あっけにとられた頭で推測したところでは、朝鮮半島にあるとされる「恨」の観念と何かしら関係があるのかもしれません。「恨」というのは「ハン」と読むので須賀、しぶとく恨むという意味ではなく、伝統的には「不幸にあって自省する心境」というような意味だったようです。もしこの観念が彼らの心のどこかに響くものであるなら、度重なる不幸にくじけず生きる主人公には共感が集まるのでしょう。そしてそんな彼女が最後にパルチザンの兄と再会し、革命運動に身を捧げるようになることで、たとえ暮らしぶりが改善しなくても、長い長い尺を使って語られた彼女の深い「恨」は、強い「革命への情熱」に昇華されるということになるのでしょうか。
それがイデオロギー的な思惑としてどこまであるにせよ、ここで共産主義と「恨」の間には一筋縄ではいかない関係がありそうだ、ということに気が付きます。どういうことかというと、「恨」は前述の通り、本来は他人への怨恨ではなく自らに向けられたものです、だそうです。一方の共産主義では、「資本主義段階での労働者は、地主や資本家、さらには帝国主義国家などによって搾取されている!そいつらが悪いんだ!」と叫ぶわけです。実際映画にも、日帝と地主、資本家がやり玉に挙がるシーンが出てきます。そうやって不幸にある人に、誰のせいで不幸なのか、誰が悪いのかを「教育」することを標榜する共産主義は、どこまで「恨の文化」と整合的なのでしょうか? 「恨」の自省を外に向かわせることで、それを「解消」してしまう方向に作用する、言わば「恨」を「恨み」にしてしまう共産主義が、「恨の文化」とどう折り合いをつけてきたのかこないのか*1、話は大分それましたが興味深いですね。

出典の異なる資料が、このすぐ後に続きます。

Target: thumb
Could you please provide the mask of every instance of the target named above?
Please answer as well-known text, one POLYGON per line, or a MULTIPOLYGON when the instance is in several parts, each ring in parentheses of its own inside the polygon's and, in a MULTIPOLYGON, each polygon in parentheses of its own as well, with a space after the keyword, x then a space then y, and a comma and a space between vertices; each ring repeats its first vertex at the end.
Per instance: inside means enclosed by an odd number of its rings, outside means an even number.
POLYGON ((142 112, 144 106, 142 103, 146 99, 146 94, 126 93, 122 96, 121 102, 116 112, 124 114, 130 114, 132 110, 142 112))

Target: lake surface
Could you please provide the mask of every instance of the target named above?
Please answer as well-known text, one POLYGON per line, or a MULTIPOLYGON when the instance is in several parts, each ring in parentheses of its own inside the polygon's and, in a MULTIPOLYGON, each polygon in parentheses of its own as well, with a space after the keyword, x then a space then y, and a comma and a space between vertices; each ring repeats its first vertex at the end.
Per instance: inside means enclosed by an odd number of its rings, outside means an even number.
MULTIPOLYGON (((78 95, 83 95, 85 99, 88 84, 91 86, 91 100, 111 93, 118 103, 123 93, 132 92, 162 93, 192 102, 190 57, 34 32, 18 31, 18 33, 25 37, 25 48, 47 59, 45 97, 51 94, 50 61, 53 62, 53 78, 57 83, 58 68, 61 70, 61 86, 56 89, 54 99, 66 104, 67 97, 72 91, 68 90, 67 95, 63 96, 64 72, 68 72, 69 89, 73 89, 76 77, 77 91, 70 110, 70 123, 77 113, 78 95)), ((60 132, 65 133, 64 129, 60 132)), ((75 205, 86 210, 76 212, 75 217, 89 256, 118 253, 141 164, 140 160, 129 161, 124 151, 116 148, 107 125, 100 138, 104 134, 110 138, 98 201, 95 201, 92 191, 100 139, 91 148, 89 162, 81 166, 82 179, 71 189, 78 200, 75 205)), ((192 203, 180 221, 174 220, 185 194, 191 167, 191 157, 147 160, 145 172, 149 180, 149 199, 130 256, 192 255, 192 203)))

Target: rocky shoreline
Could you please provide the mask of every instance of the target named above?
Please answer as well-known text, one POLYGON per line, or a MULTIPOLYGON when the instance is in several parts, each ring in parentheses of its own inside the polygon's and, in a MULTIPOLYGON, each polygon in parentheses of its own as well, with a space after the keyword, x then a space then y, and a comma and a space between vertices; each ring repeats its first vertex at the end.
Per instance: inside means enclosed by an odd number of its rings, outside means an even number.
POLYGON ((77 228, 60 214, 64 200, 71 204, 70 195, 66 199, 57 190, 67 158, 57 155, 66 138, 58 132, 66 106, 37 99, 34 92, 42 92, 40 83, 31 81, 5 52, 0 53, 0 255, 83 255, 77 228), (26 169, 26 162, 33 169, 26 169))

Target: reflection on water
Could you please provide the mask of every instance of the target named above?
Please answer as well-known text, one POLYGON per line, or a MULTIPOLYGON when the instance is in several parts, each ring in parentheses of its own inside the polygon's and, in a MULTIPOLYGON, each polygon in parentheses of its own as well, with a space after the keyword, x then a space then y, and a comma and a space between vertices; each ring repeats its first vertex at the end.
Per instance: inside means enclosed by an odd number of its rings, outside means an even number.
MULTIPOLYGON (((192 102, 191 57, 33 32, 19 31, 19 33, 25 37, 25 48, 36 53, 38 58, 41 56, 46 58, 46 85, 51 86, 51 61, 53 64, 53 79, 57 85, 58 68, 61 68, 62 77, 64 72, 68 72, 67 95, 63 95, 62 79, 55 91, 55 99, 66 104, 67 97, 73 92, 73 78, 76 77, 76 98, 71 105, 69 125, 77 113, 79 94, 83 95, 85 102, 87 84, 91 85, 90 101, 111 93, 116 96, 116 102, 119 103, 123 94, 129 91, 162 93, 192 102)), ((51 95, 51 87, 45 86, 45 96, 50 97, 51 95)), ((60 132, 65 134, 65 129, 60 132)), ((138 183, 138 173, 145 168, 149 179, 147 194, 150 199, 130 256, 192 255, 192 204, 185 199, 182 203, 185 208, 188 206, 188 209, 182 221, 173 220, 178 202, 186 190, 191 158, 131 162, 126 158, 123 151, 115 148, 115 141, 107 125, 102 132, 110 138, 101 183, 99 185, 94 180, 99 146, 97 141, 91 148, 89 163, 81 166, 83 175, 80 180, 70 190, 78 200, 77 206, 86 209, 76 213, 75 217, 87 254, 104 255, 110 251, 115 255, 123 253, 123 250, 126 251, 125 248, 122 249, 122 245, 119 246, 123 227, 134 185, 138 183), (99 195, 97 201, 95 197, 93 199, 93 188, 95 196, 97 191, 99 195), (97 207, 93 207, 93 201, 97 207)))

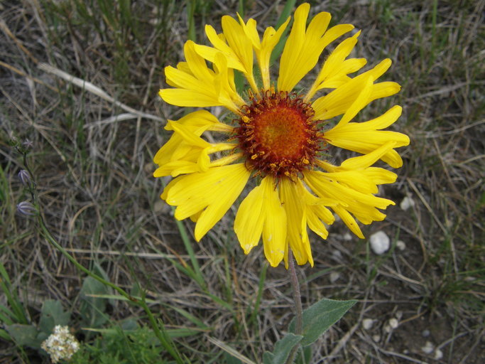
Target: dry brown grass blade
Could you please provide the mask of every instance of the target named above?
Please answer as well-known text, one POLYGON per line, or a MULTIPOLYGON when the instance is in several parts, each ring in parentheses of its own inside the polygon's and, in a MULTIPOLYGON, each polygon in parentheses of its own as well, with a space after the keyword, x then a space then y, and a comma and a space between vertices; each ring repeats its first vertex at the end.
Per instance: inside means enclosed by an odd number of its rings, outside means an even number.
POLYGON ((245 364, 256 364, 253 360, 249 359, 249 358, 246 358, 246 356, 243 355, 242 354, 240 354, 237 351, 236 351, 234 349, 231 348, 230 346, 228 346, 226 345, 224 343, 221 341, 220 340, 217 340, 215 338, 212 338, 209 336, 207 336, 207 340, 212 343, 214 345, 216 346, 219 347, 221 349, 224 350, 226 353, 231 354, 232 356, 234 358, 239 359, 241 362, 244 363, 245 364))
POLYGON ((45 82, 39 80, 38 78, 36 78, 35 77, 32 77, 30 75, 28 75, 27 73, 26 73, 25 72, 19 70, 18 68, 16 68, 15 67, 10 65, 7 63, 5 63, 4 62, 2 62, 1 60, 0 60, 0 65, 2 67, 4 67, 5 68, 10 70, 12 72, 16 73, 17 75, 20 75, 22 77, 25 77, 26 78, 28 78, 29 80, 32 80, 33 82, 37 82, 40 85, 42 85, 43 86, 45 86, 46 87, 49 88, 50 90, 54 91, 55 92, 58 92, 58 89, 52 87, 50 85, 48 85, 45 82))
POLYGON ((109 96, 107 92, 103 91, 101 88, 98 87, 97 86, 93 85, 92 83, 86 81, 85 80, 82 80, 81 78, 75 77, 72 75, 70 75, 69 73, 64 72, 62 70, 59 70, 58 68, 56 68, 55 67, 53 67, 50 65, 48 65, 47 63, 39 63, 38 65, 39 69, 42 70, 43 71, 47 72, 48 73, 50 73, 52 75, 55 75, 65 81, 67 81, 70 83, 72 83, 72 85, 75 85, 79 87, 82 88, 83 90, 85 90, 86 91, 88 91, 92 94, 96 95, 97 96, 99 96, 102 99, 111 102, 120 108, 123 109, 125 111, 127 111, 128 112, 131 114, 133 114, 135 115, 137 115, 141 117, 144 117, 146 119, 150 119, 151 120, 156 120, 158 122, 165 122, 165 119, 157 117, 156 115, 153 115, 151 114, 147 114, 146 112, 142 112, 138 110, 136 110, 135 109, 130 107, 128 105, 124 105, 123 102, 120 102, 119 101, 117 101, 114 100, 113 97, 109 96))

ちなみにこの議論は「恨の文化」の存在を前提とする、ややもすれば国民性論的な話になりかねない怖さも持っていま須賀、南北問わず文化消費のシーンで多くみられる現象だとすれば*2、その消費パターンを考える上で意味があると思っています。
最後に言うと、主人公のホン・ヨンヒはかつて、金正日の愛人の一人だったそうです。